Escrito en la pared

Aprender de las catástrofes

Es como si la algarabía que ha impregnado la política en los años recientes, nos hubiese arrastrado a la negligencia, la ignorancia y la resignación

El dominio de la naturaleza hizo al hombre capaz de aprovechar sus frutos y sobrevivir a su fuerza cuando ésta se desencadenaba en catástrofe. De las epidemias aprendimos las reglas fundamentales de la salud pública, ya desde la peste antonina, en el siglo segundo, y sobre todo de la peste negra, en el siglo catorce, aunque hubiera que esperar a la gripe española para que, singularmente en Estados Unidos, se desarrollara toda una línea de estudios médicos acerca de sus efectos a largo plazo que llega hasta nuestros días, un siglo más tarde. En los países montañosos, como España, se cultivó la ingeniería civil, no sólo para abrir los caminos sino para aprovechar las aguas interiores y evitar con ello su impetuosa y ocasional fuerza destructora. Los seísmos, allá donde son frecuentes, avivaron el ingenio para lograr construcciones capaces de resistirlos.

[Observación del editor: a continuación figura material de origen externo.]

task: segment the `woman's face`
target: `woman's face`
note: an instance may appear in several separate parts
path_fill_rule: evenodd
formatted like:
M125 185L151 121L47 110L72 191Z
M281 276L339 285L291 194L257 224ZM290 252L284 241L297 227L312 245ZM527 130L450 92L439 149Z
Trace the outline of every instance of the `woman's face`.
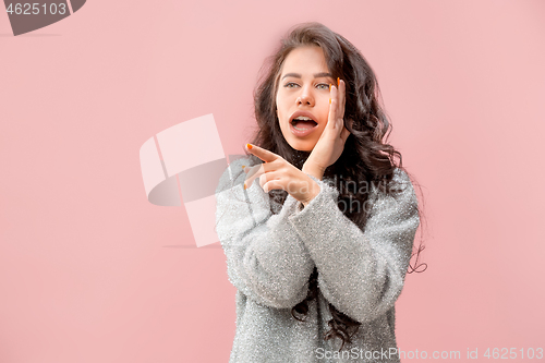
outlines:
M294 149L311 152L324 132L329 114L329 84L336 81L320 47L290 51L280 70L276 105L282 135Z

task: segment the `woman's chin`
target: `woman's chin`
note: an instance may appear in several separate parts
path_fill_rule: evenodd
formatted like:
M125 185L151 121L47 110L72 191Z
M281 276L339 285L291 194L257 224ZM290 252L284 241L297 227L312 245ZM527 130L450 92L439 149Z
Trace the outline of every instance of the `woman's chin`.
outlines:
M316 143L310 143L310 142L295 142L295 143L290 143L290 146L292 148L294 148L295 150L298 152L306 152L306 153L311 153L314 148L314 146L316 145Z

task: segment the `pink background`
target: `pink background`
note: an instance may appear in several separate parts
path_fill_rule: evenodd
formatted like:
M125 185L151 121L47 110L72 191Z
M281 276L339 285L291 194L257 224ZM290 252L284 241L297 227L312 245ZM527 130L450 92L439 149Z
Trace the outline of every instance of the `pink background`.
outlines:
M545 348L544 1L94 0L19 37L0 13L0 362L227 362L223 252L147 202L138 149L214 113L240 154L259 66L305 21L362 50L423 185L400 349Z

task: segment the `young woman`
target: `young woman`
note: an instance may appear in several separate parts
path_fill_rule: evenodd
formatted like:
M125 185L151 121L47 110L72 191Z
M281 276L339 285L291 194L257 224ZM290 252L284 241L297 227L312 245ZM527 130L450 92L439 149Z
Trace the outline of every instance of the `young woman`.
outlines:
M238 290L230 362L399 362L395 303L420 213L384 141L376 77L319 23L295 27L270 60L256 137L216 194Z

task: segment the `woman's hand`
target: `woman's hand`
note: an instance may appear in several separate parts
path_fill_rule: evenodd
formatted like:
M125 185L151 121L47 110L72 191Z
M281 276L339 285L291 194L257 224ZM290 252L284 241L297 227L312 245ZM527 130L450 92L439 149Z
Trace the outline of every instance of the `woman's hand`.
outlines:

Es verdad que no siempre se logra vencer a la naturaleza, pues a veces el desconocimiento, la desidia o la insuficiencia de los recursos económicos impiden afrontar su fatalidad. Lo acabamos de ver con ocasión de las lluvias torrenciales que han asolado las regiones mediterráneas, en especial la provincia de Valencia. Pero lo que más llama la atención en este caso es que el cruel destino al que se han visto abocados sus habitantes, en particular los asentados en la zona de influencia del Barranco del Poyo, estaba ya escrito desde hace más de dos siglos. Es lamentable porque, además, los ingenieros habían ideado unas infraestructuras que podrían haber frenado el empuje destructivo del agua, pero que nunca se construyeron. Falló la voluntad política, en gobiernos de todo tipo, para gastar lo necesario, tal vez porque no se consideró urgente y, en los tiempos recientes, por razones ideológicas impulsadas por un ecologismo radical que no cuenta con la vida humana. Y falló, sobre todo, lo más noble de nuestra propia naturaleza, que no es otra cosa que nuestra capacidad de aprender del infortunio. Es como si la algarabía que ha impregnado la política en los años recientes, nos hubiese arrastrado a la negligencia, la ignorancia y la resignación. Es necesario, pues, salir de este atolladero, arrastrando a la cloaca de la historia a quienes desean mantenerlo a toda costa.